Человек, решающий большие вопросы при помощи серьезных теорий, всегда находит удовольствие в том, чтобы применять свои навыки к мелочам. Крупный ученый, снизойдя до простоты священника, снизошел до нее со всей основательностью. Устроившись поудобнее в кресле, он заговорил с видом рассеянного лектора:

– Даже в мельчайших примерах лучше всего – первым делом обратить внимание на главные законы природы. В начале зимы можно найти живой цветок, но цветы умирают. На берегу можно отыскать сухой голыш, тем не менее прибои существуют. С точки зрения ученых вся человеческая история является цепочкой движений людских масс – их гибель или миграция, как смерть насекомых зимой или возвращение птиц весной. И в основе всей истории лежит раса. Различные расы порождают различные верования, законы и этические принципы. Лучший тому пример – дикий, оторванный от остального мира, исчезающий народ, который мы обычно называем кельтами. Его представителями являются и ваши друзья Мак-Набы. Невысокие смуглокожие люди, спокойные и ленивые, они легко поддаются суеверию и в самых обычных происшествиях видят вмешательство потусторонних сил, точно так же как они принимают на веру (простите, святой отец) все сверхъестественные объяснения тех событий, которые представляете вы и ваша церковь. Нет ничего удивительного в том, что такие люди, когда с одной стороны загадочно шумит море, а с другой (простите еще раз) – бубнит проповедник, наделяют самыми фантастическими свойствами то, что на самом деле, скорее всего, является обычными житейскими делами. Вы, как человек, наделенный только своими маленькими приходскими обязанностями, сталкиваетесь всего лишь с одной такой миссис Мак-Наб, напуганной всеми этими россказнями о двух голосах и появляющемся из моря высоком господине. Но человек, наделенный научным воображением, видит таких вот разбросанных по всему миру Мак-Набов единым целым, как какой-нибудь вид птиц например. Он видит тысячи Мак-Набов в тысячах домов, каждый из которых добавляет свою капельку кельтской суеверности в чашку чая соседа или соседки. Он видит…

Прежде чем ученый закончил предложение, с улицы раздался еще один, на этот раз более нетерпеливый призыв, кого-то в шуршащих юбках торопливо провели по коридору, открылась дверь, за которой показалась молодая девушка, прилично одетая, но несколько несобранная. Лицо девушки горело от спешки, светлые волосы растрепал морской ветер, но, если бы не шотландская угловатость скул и смуглость, ее можно было бы назвать настоящей красавицей. Извинения ее прозвучали отрывисто, почти как приказ.
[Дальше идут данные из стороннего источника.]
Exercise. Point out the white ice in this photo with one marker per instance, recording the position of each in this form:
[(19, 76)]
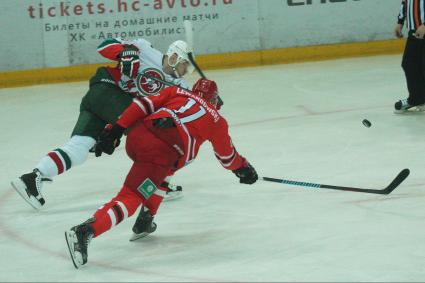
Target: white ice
[(299, 121)]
– Простите, что прерываю, сэр, – сказала она, – мне необходимо немедленно поговорить с отцом Брауном. Вопрос жизни и смерти.

Отец Браун начал нескладно подниматься.

– Что-то случилось, Мэгги? – произнес он.

– Джеймс убит, это все, что мне пока известно, – ответила девушка, все еще тяжело дыша после спешки. – С ним снова был этот Ронил, я совершенно отчетливо слышала через дверь, как они разговаривали. Это были два разных голоса, Джеймс ведь разговаривает тихо и немного картавит, а у того второго голос был высоким и дрожащим.

– Этот Ронил? – недоуменно повторил священник.

– Да-да, Ронил. Я узнала, как его зовут, – второпях воскликнула девушка. – Я услышала, через дверь. Они ссорились… из-за денег, по-моему. Мне показалось, Джеймс несколько раз повторил: «Верно, мистер Ронил» или «Нет, мистер Ронил», и еще «Два, три, мистер Ронил». Но прошу вас, хватит разговаривать, пойдемте же скорее, мы еще можем успеть.

– Куда успеть? – поинтересовался доктор Гуд, который с большим любопытством наблюдал за девушкой. – Чем мистер Ронил и его деньги вызвали такую спешку?

– Я попыталась открыть дверь, однако она была заперта, – коротко ответила девушка. – Тогда я побежала на задний двор, куда выходит его окно, и забралась на подоконник. В его комнате было темно, но клянусь, я увидела Джеймса, он лежал в углу, весь съеженный, как будто его накачали наркотиком или задушили.

– Это очень серьезно, – мрачно произнес отец Браун, поднимая свои вечно выскальзывающие из рук шляпу и зонтик. – Кстати, я как раз рассказывал о вашем деле этому джентльмену, и его мнение…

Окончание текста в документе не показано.